Schnelle E-Bikes: Was ihre Verbreitung hindert oder fördert

Im Vergleich zum restlichen Europa sind in der Schweiz viele schnelle E-Bikes auf den Strassen unterwegs. Der deutsche Zweirad Industrie Verbands (ZIV) versucht nun mit einer Studie herauszufinden, woran das liegt.

Laurens van Rooijen, Autor

Laurens van Rooijen, Autor (lvr@cyclinfo.ch)
News, 05.12.2023

Immer wieder wird in Politik und Medien die «Verkehrswende» erwähnt. Gemeint ist die Umgestaltung von Verkehr und Mobilität hin zu einer nachhaltigen und umweltfreundlichen Fortbewegung. Dabei spielt Elektromobilität und insbesondere das Elektrovelo eine entscheidende Rolle.

Doch wenn nicht nur kurze, sondern auch mittlere Distanzen mit dem E-Bike statt mit dem Auto zurückgelegt werden sollen, führt kein Weg an schnellen Elektrovelos vorbei, in Deutschland auch als «Speed Pedelecs» oder «S-Pedelecs» bezeichnet.
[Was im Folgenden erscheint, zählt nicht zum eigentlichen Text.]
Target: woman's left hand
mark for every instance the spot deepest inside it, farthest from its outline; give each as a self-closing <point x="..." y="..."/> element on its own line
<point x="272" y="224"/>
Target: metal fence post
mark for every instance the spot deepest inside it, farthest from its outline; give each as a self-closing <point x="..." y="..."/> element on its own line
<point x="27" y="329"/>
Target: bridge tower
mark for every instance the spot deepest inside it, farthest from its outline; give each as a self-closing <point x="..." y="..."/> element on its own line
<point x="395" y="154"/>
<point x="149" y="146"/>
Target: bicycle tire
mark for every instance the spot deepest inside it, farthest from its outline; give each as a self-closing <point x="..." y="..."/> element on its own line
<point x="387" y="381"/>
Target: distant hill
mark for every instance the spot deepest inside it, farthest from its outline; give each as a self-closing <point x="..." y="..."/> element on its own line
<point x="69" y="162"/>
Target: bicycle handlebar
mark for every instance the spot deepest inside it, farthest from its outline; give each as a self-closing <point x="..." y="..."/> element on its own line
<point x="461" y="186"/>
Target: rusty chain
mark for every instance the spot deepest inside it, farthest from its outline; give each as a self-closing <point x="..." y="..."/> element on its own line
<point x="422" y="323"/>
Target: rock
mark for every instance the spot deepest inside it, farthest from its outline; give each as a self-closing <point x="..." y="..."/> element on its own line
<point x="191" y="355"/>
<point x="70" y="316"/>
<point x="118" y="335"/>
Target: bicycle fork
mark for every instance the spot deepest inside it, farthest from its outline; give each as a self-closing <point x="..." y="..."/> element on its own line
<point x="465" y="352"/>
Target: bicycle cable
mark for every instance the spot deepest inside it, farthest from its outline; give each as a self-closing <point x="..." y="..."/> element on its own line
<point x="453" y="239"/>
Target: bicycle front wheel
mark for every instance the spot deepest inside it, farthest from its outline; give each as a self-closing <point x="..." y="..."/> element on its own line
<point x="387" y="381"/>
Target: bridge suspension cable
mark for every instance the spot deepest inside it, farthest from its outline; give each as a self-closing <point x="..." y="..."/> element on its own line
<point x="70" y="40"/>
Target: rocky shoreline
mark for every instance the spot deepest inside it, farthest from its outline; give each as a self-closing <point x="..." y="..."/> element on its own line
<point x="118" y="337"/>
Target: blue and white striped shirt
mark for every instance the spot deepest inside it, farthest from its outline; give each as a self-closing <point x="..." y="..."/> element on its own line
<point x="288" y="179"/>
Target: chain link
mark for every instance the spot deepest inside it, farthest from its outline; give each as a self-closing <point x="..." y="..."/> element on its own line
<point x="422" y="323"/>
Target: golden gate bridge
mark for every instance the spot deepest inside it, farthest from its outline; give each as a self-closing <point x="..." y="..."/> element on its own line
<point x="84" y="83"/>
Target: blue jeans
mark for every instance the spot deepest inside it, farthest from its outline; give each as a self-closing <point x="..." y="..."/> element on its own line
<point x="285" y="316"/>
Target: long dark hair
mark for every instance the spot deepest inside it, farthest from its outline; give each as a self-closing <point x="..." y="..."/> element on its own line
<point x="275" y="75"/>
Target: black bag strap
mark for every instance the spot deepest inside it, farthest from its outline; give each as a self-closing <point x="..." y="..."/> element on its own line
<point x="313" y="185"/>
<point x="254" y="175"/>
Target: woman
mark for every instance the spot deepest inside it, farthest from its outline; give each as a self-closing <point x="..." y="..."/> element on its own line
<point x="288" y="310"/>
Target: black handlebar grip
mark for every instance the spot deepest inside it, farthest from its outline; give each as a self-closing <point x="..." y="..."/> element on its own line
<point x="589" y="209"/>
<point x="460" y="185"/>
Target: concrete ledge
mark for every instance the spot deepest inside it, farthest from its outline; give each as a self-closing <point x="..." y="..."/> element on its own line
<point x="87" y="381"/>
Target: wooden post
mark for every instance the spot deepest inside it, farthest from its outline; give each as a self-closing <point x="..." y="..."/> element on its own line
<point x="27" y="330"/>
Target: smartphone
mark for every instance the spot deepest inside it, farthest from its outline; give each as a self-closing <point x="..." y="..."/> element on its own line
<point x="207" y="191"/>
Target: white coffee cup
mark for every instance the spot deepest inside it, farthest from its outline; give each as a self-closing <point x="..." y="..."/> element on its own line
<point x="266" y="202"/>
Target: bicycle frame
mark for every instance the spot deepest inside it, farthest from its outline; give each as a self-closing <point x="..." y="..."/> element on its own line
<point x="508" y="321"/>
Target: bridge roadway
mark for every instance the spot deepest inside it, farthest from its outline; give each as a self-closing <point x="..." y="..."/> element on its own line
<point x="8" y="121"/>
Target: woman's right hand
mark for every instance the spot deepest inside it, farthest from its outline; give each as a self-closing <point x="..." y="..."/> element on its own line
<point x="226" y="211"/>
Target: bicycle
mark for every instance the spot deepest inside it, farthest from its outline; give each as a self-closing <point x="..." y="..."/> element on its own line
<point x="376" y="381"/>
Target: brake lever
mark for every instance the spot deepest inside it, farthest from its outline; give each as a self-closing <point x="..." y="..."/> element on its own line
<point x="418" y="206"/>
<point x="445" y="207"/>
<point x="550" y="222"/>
Nur: Der Marktanteil dieser Modelle am Gesamtmarkt für E-Bikes liegt in Deutschland bei rund einem halben Prozent.

Das Land der schnellen E-Bikes

Anders sieht es in der Schweiz aus, wo sich dieser Anteil eher um die 15 Prozent herumbewegt. Mithilfe einer Vergleichsstudie zwischen den Ländern Deutschland, Belgien, Dänemark, den Niederlanden und der Schweiz wollte der deutsche Zweirad Industrie Verband (ZIV) ergründen, warum die schnellen E-Bikes sich in anderen Ländern einer weit grösseren Beliebtheit erfreuen als in Deutschland.

Viele regulative Hürden

Ein wichtiger Befund der Studie «Wo fahren S-Pedelecs» ist, dass eine hohe Dichte an speziellen Regeln und Anforderungen, die schnelle E-Bikes näher an Motorräder als an konventionelle Velos rücken, die Verbreitung dieser Elektrovelo-Kategorie ausbremsen.
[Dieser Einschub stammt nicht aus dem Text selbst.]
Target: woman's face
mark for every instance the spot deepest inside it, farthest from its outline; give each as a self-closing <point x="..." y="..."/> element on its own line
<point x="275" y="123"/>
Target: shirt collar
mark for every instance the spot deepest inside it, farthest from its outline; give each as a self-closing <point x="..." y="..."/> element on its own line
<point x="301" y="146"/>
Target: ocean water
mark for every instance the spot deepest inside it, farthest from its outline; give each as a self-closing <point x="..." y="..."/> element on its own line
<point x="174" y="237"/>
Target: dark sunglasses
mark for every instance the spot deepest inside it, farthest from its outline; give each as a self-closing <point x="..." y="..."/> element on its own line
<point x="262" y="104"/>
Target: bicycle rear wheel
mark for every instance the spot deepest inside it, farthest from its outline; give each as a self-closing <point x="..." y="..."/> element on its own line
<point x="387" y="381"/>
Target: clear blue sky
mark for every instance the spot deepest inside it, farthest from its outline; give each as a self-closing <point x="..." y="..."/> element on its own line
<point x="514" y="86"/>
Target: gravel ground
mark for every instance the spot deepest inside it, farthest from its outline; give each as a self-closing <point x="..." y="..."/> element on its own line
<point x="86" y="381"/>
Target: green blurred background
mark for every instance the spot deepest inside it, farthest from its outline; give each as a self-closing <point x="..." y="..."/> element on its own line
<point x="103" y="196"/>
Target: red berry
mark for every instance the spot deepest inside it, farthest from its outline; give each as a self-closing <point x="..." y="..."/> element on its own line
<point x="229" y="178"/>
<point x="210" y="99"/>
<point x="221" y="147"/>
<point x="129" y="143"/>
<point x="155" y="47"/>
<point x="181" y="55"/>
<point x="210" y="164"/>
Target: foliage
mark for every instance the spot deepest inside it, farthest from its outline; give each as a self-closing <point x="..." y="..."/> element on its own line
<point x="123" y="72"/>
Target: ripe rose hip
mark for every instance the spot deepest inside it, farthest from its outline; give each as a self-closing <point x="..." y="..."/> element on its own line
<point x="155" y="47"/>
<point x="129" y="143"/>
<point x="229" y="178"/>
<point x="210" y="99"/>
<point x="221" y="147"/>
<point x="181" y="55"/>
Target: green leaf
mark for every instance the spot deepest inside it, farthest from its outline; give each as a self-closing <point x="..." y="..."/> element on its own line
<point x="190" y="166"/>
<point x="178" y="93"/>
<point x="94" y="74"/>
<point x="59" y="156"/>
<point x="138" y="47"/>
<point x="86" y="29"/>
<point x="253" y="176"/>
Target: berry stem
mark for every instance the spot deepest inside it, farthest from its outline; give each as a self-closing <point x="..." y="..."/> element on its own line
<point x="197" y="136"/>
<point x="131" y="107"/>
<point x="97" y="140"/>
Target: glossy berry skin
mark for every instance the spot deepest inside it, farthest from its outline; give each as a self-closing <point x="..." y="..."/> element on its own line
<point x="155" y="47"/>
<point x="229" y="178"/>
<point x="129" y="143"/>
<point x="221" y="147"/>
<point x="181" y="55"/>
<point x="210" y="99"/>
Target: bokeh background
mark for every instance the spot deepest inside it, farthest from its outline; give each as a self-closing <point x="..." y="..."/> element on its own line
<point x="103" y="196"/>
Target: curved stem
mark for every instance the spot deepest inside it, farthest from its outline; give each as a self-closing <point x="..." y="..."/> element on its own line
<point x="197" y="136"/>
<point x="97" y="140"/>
So dürfen S-Pedelecs in Deutschland nur auf Velowegen fahren, wenn dies ausdrücklich per Tafel erlaubt wird. Dazu laufen aktuell Versuche in Städten wie Tübingen und Konstanz und in Bundesländern wie Baden-Württemberg und Nordrhein-Westfalen.
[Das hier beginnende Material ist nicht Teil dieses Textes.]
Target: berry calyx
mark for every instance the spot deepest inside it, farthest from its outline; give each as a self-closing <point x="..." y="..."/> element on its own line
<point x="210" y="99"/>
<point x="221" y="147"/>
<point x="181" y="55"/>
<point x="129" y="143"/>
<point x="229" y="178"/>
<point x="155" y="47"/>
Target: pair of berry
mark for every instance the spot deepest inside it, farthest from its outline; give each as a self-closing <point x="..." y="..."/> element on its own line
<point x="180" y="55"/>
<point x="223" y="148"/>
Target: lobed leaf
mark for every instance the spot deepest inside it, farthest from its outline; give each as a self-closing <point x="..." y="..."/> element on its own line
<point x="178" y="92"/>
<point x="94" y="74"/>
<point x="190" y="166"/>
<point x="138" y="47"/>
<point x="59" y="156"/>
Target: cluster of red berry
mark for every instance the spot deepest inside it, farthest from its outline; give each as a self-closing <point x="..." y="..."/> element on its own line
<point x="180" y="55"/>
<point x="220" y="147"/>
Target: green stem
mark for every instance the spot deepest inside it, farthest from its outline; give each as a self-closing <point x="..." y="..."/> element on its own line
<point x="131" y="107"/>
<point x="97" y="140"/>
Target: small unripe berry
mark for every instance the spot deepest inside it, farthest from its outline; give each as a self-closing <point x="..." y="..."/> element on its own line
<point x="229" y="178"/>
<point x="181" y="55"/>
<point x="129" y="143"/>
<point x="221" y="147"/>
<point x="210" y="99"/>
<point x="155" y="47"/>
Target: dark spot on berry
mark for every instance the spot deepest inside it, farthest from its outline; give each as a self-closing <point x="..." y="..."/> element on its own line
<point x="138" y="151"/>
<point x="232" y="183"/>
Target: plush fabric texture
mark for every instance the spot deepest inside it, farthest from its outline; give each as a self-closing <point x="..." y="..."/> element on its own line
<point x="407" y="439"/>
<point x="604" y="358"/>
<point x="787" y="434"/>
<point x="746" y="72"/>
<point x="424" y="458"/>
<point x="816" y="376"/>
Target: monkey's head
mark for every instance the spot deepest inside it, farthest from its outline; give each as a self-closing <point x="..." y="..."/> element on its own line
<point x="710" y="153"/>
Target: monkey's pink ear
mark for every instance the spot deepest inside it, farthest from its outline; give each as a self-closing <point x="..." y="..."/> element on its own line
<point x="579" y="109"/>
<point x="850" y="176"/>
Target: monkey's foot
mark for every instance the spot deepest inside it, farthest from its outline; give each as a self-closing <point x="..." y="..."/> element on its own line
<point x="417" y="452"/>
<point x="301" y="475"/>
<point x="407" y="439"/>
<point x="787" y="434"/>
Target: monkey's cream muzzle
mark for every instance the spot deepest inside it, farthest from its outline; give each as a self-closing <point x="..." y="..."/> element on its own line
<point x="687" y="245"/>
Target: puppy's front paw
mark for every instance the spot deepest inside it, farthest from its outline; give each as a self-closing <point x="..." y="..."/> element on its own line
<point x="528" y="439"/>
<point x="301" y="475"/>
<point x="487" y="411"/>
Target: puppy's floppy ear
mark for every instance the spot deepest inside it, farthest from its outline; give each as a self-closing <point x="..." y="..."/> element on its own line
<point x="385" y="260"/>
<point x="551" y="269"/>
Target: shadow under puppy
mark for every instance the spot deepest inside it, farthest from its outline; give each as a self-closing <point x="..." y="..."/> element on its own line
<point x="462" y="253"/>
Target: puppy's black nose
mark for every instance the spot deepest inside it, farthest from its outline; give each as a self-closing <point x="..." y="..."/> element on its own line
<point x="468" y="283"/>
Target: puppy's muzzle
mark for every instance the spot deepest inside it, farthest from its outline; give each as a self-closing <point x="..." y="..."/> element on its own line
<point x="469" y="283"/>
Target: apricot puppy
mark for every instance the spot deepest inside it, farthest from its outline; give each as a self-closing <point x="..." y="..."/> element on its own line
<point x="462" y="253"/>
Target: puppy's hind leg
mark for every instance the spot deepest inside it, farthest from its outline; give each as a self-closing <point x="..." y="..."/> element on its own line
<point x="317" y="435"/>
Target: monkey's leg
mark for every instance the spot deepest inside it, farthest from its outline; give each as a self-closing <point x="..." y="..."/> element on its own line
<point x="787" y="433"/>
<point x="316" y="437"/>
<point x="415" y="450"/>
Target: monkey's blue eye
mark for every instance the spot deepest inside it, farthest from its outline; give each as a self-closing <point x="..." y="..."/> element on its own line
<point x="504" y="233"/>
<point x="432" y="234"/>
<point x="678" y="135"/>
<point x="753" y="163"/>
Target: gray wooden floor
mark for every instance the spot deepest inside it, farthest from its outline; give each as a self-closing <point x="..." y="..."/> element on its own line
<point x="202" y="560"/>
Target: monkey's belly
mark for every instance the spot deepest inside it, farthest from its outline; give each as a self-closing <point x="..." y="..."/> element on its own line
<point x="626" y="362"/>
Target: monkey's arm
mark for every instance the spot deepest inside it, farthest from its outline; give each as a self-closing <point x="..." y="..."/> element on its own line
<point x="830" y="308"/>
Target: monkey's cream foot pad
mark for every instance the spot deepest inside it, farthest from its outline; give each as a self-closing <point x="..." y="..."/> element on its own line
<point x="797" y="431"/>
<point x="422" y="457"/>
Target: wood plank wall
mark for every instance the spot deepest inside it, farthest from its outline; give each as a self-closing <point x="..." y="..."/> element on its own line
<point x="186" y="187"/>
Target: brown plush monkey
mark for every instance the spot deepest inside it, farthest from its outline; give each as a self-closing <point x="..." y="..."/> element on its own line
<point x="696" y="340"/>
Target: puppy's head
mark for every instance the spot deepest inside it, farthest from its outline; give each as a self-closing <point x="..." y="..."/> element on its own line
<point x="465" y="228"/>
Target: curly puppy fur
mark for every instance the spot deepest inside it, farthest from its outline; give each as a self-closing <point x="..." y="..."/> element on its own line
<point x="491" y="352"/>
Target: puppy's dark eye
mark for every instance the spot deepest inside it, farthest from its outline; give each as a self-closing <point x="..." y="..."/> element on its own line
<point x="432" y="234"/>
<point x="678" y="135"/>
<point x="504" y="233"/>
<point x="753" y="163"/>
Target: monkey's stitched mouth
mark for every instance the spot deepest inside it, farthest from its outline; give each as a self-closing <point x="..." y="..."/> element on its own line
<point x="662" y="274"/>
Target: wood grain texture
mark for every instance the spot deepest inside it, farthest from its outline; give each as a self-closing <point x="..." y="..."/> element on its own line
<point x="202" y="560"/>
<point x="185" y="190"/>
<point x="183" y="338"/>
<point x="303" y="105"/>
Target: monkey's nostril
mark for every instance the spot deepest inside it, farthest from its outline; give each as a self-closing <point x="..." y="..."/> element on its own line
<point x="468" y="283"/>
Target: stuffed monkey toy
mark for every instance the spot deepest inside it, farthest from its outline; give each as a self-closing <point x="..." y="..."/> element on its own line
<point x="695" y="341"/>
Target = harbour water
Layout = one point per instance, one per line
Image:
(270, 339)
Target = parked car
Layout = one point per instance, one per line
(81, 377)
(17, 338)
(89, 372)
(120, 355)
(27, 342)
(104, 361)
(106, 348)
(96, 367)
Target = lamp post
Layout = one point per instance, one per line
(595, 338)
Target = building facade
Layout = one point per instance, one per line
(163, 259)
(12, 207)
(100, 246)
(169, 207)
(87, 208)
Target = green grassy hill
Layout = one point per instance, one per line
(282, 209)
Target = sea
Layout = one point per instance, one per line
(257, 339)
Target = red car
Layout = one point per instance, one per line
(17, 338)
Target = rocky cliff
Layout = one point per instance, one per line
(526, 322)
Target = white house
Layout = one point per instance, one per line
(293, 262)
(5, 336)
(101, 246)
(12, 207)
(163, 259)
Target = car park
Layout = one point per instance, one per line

Eine weitere Hürde sind technische Anforderungen wie Hupe und Bremslicht, die aus Sicht der Velobranche schlicht sachfremd sind. Hier zeigt sich exemplarisch, dass schnelle E-Bikes vom Gesetzgeber als «zweirädrige Kleinkrafträder» eingestuft und entsprechend behandelt werden.

Strenge Regeln vor allem in Deutschland

Anders als in Deutschland werden S-Pedelecs in Belgien seit einer Gesetzesänderung im Jahr 2016 nicht mehr als Kleinkrafträder behandelt, sondern als eigene Kategorie.

Dies und der Boom von Leasing-Angeboten haben die Nachfrage nach schnellen E-Bikes rasant in die Höhe schnellen lassen – vor allem in Flandern.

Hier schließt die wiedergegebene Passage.